Les travailleurs des lainières exigent des augmentations de salaire et une allocation de nourriture.

La présidente du Syndicat Textile de Beira Interior (STBI), Marisa Tavares, a exprimé son regret concernant l’interruption des négociations entre la Fédération des Syndicats des Travailleurs Textiles, des Lainiers, de l’Habillement, du Chaussant et des Peaux du Portugal (FESETE) et l’Association Nationale des Industriels de Lainages (ANIL) sans parvenir à aucun accord.

« Il n’y a pas eu de négociations avec nous. Ils ont présenté une proposition, nous avons fait une contre-proposition et ils n’ont même pas voulu discuter cette contre-proposition, et ont clos les négociations », a déploré Marisa Tavares dans une déclaration à l’agence Lusa, lors du rassemblement d’aujourd’hui devant l’usine de lainages Paulo de Oliveira, qui a réuni environ 80 personnes.

La dirigeante a expliqué qu’à l’origine avait été proposée une augmentation salariale de 50 euros pour tous les travailleurs et une hausse du subside de repas à six euros, actuellement de 2,65 euros, avec les 15 centimes appliqués cette année.

Marisa Tavares a ajouté qu’après avoir discuté avec les travailleurs sur l’impasse, une nouvelle proposition a été faite, « où les valeurs ont été considérablement réduites, tant dans la grille que dans le subside de repas ».

La syndicaliste a déclaré qu’on leur avait suggéré que le subside de repas soit négocié pour les trois prochaines années et que la proposition présentée prévoyait une hausse à 3,5 euros cette année, à quatre euros en 2026, à cinq euros en 2027 et à six euros l’année suivante.

« C’était une façon d’arriver petit à petit à la valeur. Ils n’ont même pas montré d’ouverture pour discuter de cela. Ils ont simplement rangé leurs affaires et ont dit qu’ils n’allaient pas négocier », a critiqué Marisa Tavares.

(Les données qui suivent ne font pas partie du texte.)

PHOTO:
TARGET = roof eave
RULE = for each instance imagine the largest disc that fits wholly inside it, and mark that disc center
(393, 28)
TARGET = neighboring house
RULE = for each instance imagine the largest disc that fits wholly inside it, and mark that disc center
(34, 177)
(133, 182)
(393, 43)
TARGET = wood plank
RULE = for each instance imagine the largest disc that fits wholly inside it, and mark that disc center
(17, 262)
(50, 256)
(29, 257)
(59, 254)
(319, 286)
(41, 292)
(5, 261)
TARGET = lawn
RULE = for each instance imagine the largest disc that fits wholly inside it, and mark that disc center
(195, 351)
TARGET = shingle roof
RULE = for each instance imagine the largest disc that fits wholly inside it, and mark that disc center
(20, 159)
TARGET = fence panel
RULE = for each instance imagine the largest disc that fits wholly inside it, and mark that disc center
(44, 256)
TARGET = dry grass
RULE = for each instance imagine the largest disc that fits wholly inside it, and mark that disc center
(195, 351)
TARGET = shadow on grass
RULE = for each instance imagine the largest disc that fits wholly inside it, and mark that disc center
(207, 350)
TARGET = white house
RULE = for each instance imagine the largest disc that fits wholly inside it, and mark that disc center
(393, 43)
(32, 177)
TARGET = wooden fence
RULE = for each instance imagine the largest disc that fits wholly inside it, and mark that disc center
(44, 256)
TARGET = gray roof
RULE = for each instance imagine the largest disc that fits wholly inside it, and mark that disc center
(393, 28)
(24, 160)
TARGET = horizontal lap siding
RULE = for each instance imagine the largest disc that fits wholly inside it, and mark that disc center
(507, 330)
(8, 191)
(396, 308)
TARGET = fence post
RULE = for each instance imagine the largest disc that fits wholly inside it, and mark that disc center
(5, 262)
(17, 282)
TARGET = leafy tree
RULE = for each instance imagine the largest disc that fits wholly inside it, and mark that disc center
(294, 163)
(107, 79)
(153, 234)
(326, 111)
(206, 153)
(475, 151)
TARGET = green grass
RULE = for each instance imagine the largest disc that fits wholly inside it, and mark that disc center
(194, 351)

Selon la responsable, dans les usines du secteur textile domestique « presque toutes » paient au-delà des 2,65 euros, mais dans la plupart des entreprises de lainages, les tentatives de négocier individuellement échouent, car elles « suivent des directives de l’ANIL ».

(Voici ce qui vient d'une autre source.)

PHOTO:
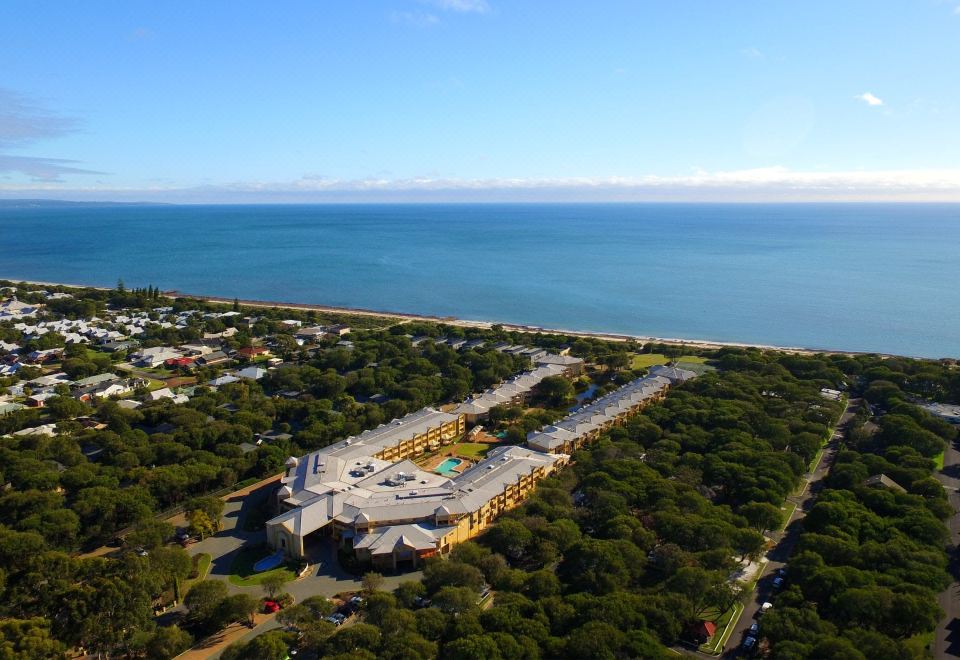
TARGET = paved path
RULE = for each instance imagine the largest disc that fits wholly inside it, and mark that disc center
(214, 645)
(786, 541)
(947, 636)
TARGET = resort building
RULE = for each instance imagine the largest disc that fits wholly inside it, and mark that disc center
(366, 495)
(588, 422)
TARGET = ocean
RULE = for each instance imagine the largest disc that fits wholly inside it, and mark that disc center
(859, 277)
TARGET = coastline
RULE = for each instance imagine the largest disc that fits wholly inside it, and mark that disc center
(706, 344)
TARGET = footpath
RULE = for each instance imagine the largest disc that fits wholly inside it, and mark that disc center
(214, 645)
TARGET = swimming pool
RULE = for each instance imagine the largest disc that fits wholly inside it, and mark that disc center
(447, 467)
(268, 562)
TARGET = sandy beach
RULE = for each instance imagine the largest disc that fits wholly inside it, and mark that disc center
(467, 323)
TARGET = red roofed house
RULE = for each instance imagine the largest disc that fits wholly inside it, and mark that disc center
(251, 352)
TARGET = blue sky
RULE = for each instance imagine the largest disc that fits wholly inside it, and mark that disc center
(480, 99)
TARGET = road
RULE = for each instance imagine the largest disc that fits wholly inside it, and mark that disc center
(947, 636)
(785, 542)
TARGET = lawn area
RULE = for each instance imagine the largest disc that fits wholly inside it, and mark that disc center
(203, 567)
(473, 450)
(645, 360)
(243, 575)
(725, 626)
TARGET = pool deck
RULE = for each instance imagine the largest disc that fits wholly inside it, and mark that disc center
(432, 463)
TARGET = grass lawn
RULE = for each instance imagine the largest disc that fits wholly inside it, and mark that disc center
(725, 626)
(203, 567)
(473, 450)
(243, 575)
(645, 360)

La FESETE a invoqué la « robustesse » du Groupe Paulo de Oliveira, avec trois usines et plus de mille travailleurs à Covilhã, district de Castelo Branco, soulignant qu’il « contrôle une partie importante de l’emploi et de l’économie dans la région » et notant les « marges élevées de profits dans ses affaires, à hauteur de 12 millions d’euros en 2023 », tandis que les employés reçoivent 870 euros, « très proche du Salaire Minimum National ».

« Le Groupe Paulo de Oliveira a eu des bénéfices assez satisfaisants au cours des dernières années pour répondre aux besoins et revendications des travailleurs », a déclaré la présidente du STBI, qui a jugé qu’on donnait « un mauvais exemple » dans un secteur où l’on se plaint d’une pénurie de main-d’œuvre.

Le président de l’ANIL, José Robalo, a indiqué à Lusa que les organisations syndicales « parlent des résultats des entreprises mais oublient les investissements énormes qu’elles ont réalisés, car sinon, elles auraient dû fermer ».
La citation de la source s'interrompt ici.